In the third (and current) one, we not only made a turnaround, but we’ve reinvented ourselves several times in the almost 25 years I’ve been pastoring here.
(This post is part of an ongoing series about pastoral transition, and specifically my transition at Cornerstone Christian Fellowship from lead pastor to teaching pastor, with my long-time youth pastor becoming the lead pastor. Click here to read other posts in the series.)
So how does a pastor know when it’s time to leave, prepare for a hand-off, or walk with them through a rebirth? Here’s what I’ve learned.
(All of these assume that you’re in a church tradition that gives pastors a choice about where to serve instead of being assigned by an ecclesiastical authority.)
…your time there is done and a healthy handoff is not possible.
This is the least desirable option.
Pastoral transitions are dangerous and traumatic times for churches and pastors. Other than the church planting phase, more churches close due to pastoral transition than for any other reason.
And more pastors get discouraged and leave the ministry during between-church transition periods than any other season.
But when you’re done, you’re done. Just make sure you’re really done.
Hand It Off If…
…your time there is done and a healthy handoff is possible.
From the moment they arrive until the moment they’re gone, every pastor should prepare themselves and the church for their eventual departure.

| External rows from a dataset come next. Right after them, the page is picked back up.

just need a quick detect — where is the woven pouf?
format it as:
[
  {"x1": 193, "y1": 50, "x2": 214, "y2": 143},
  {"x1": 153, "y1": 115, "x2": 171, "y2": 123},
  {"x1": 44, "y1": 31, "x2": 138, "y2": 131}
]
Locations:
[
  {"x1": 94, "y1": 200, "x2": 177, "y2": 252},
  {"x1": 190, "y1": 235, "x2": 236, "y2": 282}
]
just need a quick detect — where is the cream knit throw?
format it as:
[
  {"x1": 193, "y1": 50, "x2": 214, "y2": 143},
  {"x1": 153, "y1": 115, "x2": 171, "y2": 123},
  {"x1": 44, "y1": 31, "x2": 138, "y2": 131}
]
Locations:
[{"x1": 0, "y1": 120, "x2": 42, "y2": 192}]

This usually happens in one of two ways. Either by raising someone up who can take over as pastor, or by training the church leaders in the principles for finding a new pastor.
What a great way to leave a legacy. To see the church get stronger and healthier without us.
Unfortunately, this doesn’t happen very often. But it should. No church should be so reliant on one person that it’s at risk of collapse when that person leaves. Even if that person is the pastor.
A huge part of the pastoral mandate to “equip the saints to do the work of ministry” (Eph 4:12) is to prepare them to carry on stronger and better after we’re gone.
It’s Jesus’ church, after all. Not ours.
Reboot Your Ministry If…
…your time there is not done and you’re willing and able to make an internal transition.
This is almost always the most desirable outcome.
Just as pastoral transition is dangerous for churches, one of the highest predictors for a healthy church is a long-term pastorate.
And it’s good for the pastor, too.
We should never stop growing in our faith, learning how to lead, and leaning on Jesus. And there are few things that will stretch us to do that like leading a church through a reboot – especially when we’re being renewed as we do it with them.
But isn’t it possible for a pastor to stay too long? I want to say ‘yes’, but I have to say ‘no’.
The reason I want to say ‘yes’ is because we’ve all seen the sad spectacle of a pastor who clings on for years after they’ve stopped leading the church well. In that case, a one-day pastorate is too long.
But if the pastor is still learning, growing and leading (and in good health), there’s no such thing as a too-long pastorate.
For a little more information about this, read my previous post about Transition Without Relocation.
If you can stay and guide the church through the necessary steps of transition, do so. Leaving for somewhere new may be easier in the short run, but in the long run staying and rebooting will bless the church, reinvigorate the pastor and give us greater opportunities to honor Jesus together.